Welcome!
About the Department
Undergraduate
Gender and Sexuality Studies is an interdisciplinary program offering a major and a minor in Gender and Sexuality Studies and additional minors in LGBTQ Studies and Gender and Social Justice.
Graduate
For more than twenty years, graduate students from across the disciplines at USC have enriched their studies and broadened their expertise by training in Gender and Sexuality Studies. A survey of our certificate alumnae/i shows that a Gender and Sexuality Studies Graduate Certificate can help you find a job in or out of academe.
Affiliates & Resources
The Department of Gender and Sexuality Studies is closely affiliated with the Center for Feminist Research and the Consortium for Gender, Sexuality, Race and Public Culture, both of which offer programming and opportunities for students and faculty at USC working in the areas of gender and sexuality.
GSS also offers the Tedesco Scholarship for undergraduate and graduate students in our programs and multiple fellowship opportunities open to students across the University.
Featured Faculty
Our Core Faculty comes from over 10 different departments and schools across the University.

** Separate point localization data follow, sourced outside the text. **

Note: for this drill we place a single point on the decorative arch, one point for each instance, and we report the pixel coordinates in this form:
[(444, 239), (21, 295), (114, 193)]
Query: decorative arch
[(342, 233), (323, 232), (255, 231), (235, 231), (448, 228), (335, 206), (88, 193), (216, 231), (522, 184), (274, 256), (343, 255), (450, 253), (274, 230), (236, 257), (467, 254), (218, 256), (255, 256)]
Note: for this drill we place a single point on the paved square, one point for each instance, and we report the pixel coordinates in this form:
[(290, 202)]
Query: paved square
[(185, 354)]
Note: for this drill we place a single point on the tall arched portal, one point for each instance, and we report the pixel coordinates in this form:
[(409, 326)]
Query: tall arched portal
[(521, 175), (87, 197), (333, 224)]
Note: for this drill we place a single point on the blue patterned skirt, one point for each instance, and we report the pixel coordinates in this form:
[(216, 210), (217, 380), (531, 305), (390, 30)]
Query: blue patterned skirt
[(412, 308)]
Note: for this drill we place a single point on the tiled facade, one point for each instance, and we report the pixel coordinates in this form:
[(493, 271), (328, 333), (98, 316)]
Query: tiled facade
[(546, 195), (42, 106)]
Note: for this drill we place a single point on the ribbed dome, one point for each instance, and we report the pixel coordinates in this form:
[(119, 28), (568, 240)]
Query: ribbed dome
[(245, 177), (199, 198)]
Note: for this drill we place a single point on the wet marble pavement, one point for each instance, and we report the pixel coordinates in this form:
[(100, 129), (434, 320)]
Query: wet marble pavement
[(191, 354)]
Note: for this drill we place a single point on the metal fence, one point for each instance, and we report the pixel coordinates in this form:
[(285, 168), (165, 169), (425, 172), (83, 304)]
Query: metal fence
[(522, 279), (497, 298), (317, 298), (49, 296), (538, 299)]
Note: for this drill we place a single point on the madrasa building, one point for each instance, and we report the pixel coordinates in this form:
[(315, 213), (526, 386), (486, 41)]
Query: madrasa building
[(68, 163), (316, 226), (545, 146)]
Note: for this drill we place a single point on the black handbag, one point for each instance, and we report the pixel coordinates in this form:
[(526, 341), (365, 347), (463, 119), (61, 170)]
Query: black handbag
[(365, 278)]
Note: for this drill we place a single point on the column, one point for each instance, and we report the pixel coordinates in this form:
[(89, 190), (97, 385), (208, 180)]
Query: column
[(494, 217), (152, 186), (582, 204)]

Get to know our faculty today!
Oneka LaBennett is Director of USC’s Black Studies Center, and Professor of American Studies and Ethnicity and Gender and Sexuality Studies. LaBennett is the author of several books, including Global Guyana: Shaping Race, Gender, and Environment in the Caribbean and Beyond (NYU Press 2024), which was shortlisted for the 2025 OCM Bocas Prize for Caribbean Literature. LaBennett’s OpEds and public commentary on figures such as Vice President Kamala Harris, Beyoncé and Jay-Z, Rihanna, and Nicki Minaj have appeared in platforms such as Ms. Magazine, Newsweek, The Guardian, Politico, and NBCNews.com. At USC, LaBennett also serves as Faculty Chair of the Africana Research Cluster. Previously, she was Associate Professor of Africana Studies and a Faculty Fellow with the Atkinson Center for Sustainability at Cornell University. She also conducted oral history research on art and culture in the Bronx with a focus on Bronx women’s contributions to hip hop music in her capacity as Director of American Studies and Research Director of the Bronx African American History Project at Fordham University.
Diana Blaine teaches in the Department of Gender and Sexuality Studies where she also serves as Director of Undergradute Studies. Her research and publications examine representations of death in media, including analysis of corpses in advertising, literature, news, films and television. Besides thanatology, Blaine studies other representations of gender and the body, including abortion, yoga, and celebrity. For better or worse, she sees everything through the lens of mortality. Blaine has published a multitude of book chapters and had her work published in Mississippi Quarterly and The Conversation, amongst others. Previously, Dr. Blaine was a Fellow at the NEH Institute, Columbia University. She received her PhD in English from UCLA.